The Sony Reader PRS-600 is larger than the Cybook Opus (6.9 x 4.8 x .4 inches) and is nearly twice as heavy (10.1 oz/286 g). It also offers a slightly bigger Monochrome E Ink touchscreen (6 in.) with similar resolution (same 800 x 600 pixels but with twice (at 8) the grey scale levels). I don’t have any details on its processor, but it has only 512 MB of memory (enough for about 350 books, which is less than the Opus, but it can be expended with Memory Stick Duo and SD Card up to 16GB). Its rechargeable Lithium-Ion battery is good for about two weeks or 6,800 to 7,500 continuous page turns (slightly less than the Opus). It supports the DOC, PDF, RTF, TXT, BBeB, EPUB, BBeB DRM text formats, the BMP, GIF, PNG, JPEG image formats and the AAC, MP3 audio formats (that’s more text formats than the Opus, which also cannot play audio at all).

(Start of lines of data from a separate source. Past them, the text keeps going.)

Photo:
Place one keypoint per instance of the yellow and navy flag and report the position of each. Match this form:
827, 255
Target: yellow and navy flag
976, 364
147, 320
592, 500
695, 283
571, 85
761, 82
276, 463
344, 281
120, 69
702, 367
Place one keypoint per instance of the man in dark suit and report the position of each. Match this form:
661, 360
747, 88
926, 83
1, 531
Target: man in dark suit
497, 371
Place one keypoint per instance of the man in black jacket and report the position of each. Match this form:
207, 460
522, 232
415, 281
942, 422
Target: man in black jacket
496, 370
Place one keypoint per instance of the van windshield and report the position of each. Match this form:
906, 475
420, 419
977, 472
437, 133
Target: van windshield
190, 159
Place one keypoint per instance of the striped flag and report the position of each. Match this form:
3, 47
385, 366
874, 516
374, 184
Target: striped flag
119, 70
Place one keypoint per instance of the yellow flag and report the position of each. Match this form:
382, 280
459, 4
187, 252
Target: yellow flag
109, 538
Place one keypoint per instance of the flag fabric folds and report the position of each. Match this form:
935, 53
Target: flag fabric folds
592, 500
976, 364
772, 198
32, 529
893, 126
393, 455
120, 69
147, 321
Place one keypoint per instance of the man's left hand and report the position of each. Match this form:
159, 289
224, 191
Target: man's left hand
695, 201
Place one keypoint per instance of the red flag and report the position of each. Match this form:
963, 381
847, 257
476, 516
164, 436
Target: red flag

The PRS-600 features also includes highlighting & annotation capability (although limited), five adjustables font sizes to improve readability, and a built-in dictionary (2nd edition of the New Oxford American Dictionary). It comes with a USB cable, a cover sleeve, but (unlike the Opus) there is no mention of pre-loaded books. It is offered in three colors: silver, black, and red. Originally priced at $250 CDN, then reduced at $170 CDN, it is now a discontinued model.

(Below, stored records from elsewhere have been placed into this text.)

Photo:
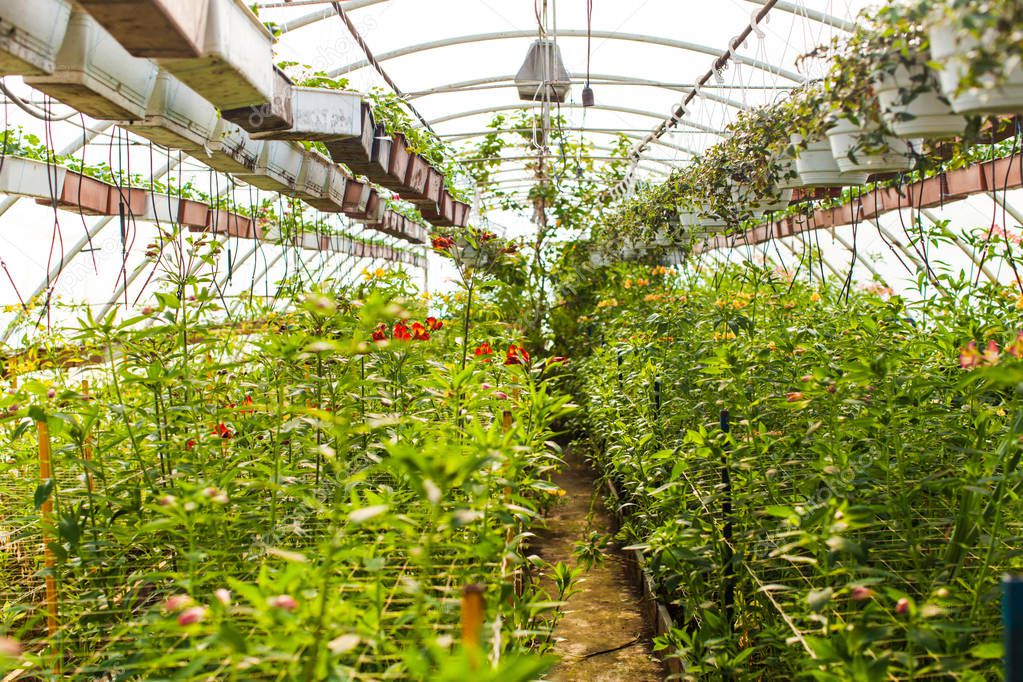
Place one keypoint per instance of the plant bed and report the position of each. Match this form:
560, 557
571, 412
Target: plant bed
312, 114
94, 75
82, 193
235, 63
152, 29
28, 177
356, 151
277, 168
31, 34
178, 118
193, 214
233, 150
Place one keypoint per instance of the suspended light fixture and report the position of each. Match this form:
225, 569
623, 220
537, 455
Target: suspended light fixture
543, 75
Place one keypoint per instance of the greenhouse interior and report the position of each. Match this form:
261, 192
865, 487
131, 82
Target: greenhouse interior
581, 341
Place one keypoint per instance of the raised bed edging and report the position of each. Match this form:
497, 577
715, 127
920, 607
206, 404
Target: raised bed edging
654, 610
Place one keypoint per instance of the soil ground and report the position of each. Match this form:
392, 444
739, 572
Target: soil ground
605, 614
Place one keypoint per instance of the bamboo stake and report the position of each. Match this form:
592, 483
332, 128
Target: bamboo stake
46, 472
473, 608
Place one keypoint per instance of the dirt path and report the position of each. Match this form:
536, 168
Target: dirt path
605, 612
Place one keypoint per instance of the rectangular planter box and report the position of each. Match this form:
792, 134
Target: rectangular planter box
235, 63
414, 185
82, 193
31, 34
132, 198
356, 198
28, 177
193, 214
963, 182
277, 168
152, 28
380, 161
93, 74
273, 116
178, 118
1002, 174
315, 114
394, 179
355, 151
334, 192
162, 209
232, 149
460, 218
312, 180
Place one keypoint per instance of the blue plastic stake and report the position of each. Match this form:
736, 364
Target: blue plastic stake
1012, 618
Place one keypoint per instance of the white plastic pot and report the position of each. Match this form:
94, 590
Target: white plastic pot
178, 118
27, 177
236, 66
277, 168
950, 47
31, 34
816, 167
847, 141
318, 114
93, 74
928, 114
161, 208
232, 150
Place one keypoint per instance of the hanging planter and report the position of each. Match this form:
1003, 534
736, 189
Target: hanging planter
380, 164
954, 48
817, 168
81, 193
233, 150
277, 168
355, 151
193, 214
97, 77
394, 179
152, 28
162, 209
131, 199
334, 192
27, 177
356, 197
234, 66
178, 118
31, 34
858, 147
913, 106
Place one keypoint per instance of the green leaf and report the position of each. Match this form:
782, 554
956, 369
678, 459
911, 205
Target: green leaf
43, 492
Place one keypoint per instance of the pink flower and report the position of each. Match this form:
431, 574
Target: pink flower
991, 353
191, 616
284, 601
969, 356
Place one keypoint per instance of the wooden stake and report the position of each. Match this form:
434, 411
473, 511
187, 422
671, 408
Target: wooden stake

In summary, the Sony Reader PRS-600 is larger (but heavier) than the Opus, and has less memory as well as a slightly shorter battery life. However, it has the definite advantage of supporting more text and audio formats as well as having a touch screen. It compares well with the Opus because of its nicer design and the fact that it is lightweight and quite portable (but it lacks the Opus’ pre-loaded books and accelerometer). Being an open format device, it is also more versatile than most of the other popular readers (like the Kindle or the Nook, which only offer proprietary formats and online stores) as it can read multiple formats (particularly the Epub format which is becoming the new standard of the book industry) and you can purchase books not only from Sony online store but from any online bookstores.

Basically, the Sony Reader PRS-600 has only two main problems: it has no wireless connectivity (you must be plugged to a PC to download books) and its screen really doesn’t look as good as it should (resolution, contrast and a reflection problem under bright light could all be improved; the touchscreen isn’t as responsive as it could be [like the iPad for example], there’s no contrast adjustment and no backlight to help read in darkness). I might also add that the annotation feature is rather cumbersome to use and the battery is not removable (same problem with the iPad: it is soldered to the board).

Fortunately, since the release of the PRS-600, Sony has considerably improved its line of Reader. In September, it has announced three new models and two of those were immediately available: the Touch Edition / PRS-650 (6 inch., improved touch-screen and 16-levels grey scale, 2 GB memory, 7.6 oz (215 g), $229 US / $250 CDN) and the Pocket Edition / PRS-350 (same but with 5-inch touch-screen, 5.5 oz (155 g), $179 US / $150~$200 CDN; this model seems to have received pretty good reviews). The third model will be released in November: the Daily Edition / PRS-950 (same but with 7-inch touch-screen, .5 pound, and WiFi connectivity, $299 US).

Of course, Sony’s Readers might still be more expensive than the Kindle or the Nook but, because of their design, portablility, touchscreen and greater versatility, I would definitely recommend any of them for use in a library environment. However, for a personal use (if you want a device that is more than a reader, like a netbook, and don’t mind paying a lot more), my first choice will always be the iPad.

I am still not very enthusiastic with the idea of lending ebook readers in libraries. I know that it is already being done in some libraries in the USA, but I feel that doing so would be looking for trouble. A colleague made the interesting comment that we were lending Dvds without the Dvd player, so why should we also lend the ebook reader? (the point is sound but another librarian found arguments to ridicule his comment — in french). I guess we should just wait and see how it goes for the libraries who have reader-lending on trial.

In any case, if you have the opportunity to try (or the budget to buy) a eBook reader, you should not hesitate. It is a liberating experience.